Levi Carter Park is located at 3100 Abbott Drive in East Omaha, Nebraska. It was named after one of Omaha's original industrialists, Levi Carter, who ran a white lead smelter in the area.

As recently as 1876, Levi Carter Park was the west bank of the Missouri River. The next year flooding caused the river to jump its banks and shorten the main stream, with the long meander becoming an oxbow lake. Residents on both sides of the river now found themselves on the west bank, attached to Nebraska. Because of this their lake was originally called "Cut-Off Lake."

The name was first changed in the late 1900s to Lake Nicoma for the fabled Omaha wife of early Nebraska settler Peter A. Sarpy. Around that time the lake was a popular resort area. The surrounding park was home to sailing events, Bungalow City, the Omaha Gun Club, and a YMCA Camp as late as the 1930s. The area around the lake included "a boathouse at the foot of Locust street, hotels and club houses were numerous and the lake was the scene of many a pleasant rowing and fishing party."

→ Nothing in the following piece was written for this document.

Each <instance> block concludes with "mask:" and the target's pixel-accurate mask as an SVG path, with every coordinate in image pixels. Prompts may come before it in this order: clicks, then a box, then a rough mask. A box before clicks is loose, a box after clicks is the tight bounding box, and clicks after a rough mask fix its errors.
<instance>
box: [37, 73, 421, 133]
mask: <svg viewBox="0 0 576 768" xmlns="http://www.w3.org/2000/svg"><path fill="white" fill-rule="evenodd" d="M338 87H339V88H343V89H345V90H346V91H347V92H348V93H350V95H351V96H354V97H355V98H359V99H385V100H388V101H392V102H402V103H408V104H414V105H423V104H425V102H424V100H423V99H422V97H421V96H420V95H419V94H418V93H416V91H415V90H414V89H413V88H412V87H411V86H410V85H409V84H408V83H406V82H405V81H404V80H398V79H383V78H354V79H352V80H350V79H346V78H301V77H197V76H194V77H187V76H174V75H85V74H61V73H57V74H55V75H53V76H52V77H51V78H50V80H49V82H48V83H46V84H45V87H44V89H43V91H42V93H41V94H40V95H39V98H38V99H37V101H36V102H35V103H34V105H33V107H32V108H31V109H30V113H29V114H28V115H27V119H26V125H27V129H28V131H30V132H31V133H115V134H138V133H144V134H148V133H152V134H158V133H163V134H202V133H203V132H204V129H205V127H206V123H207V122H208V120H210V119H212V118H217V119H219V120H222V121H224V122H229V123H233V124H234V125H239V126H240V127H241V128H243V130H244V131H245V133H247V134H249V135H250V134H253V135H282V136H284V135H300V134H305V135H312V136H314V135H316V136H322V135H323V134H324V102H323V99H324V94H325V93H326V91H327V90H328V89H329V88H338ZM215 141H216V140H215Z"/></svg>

In the early 1890s the city of Omaha renamed the lake in honor of Levi Carter after his widow donated $1,000,000 to the City of Omaha for upgrades to the area around the lake, which the city named Levi Carter Park.

In 1896 the United States Supreme Court ruled that the neighboring town of Carter Lake belonged to the State of Iowa.

The Civilian Conservation Corps (CCC) built a camp in the park and facilitated the first major developments, including building roadways, removing old railroad bridges, installing landscaping and constructing boardwalks. They also built up the Omaha Municipal Beach, including installing sand, renovating existing piers and constructing bathhouses capable of handling 10,000 users simultaneously. The bathhouses constructed by the CCC for men and women as well as the concessions building have recently been renovated by the City of Omaha Parks and Recreation department, and were included in the New Deal Work Relief Projects in Nebraska listing National Register of Historic Places in 2010.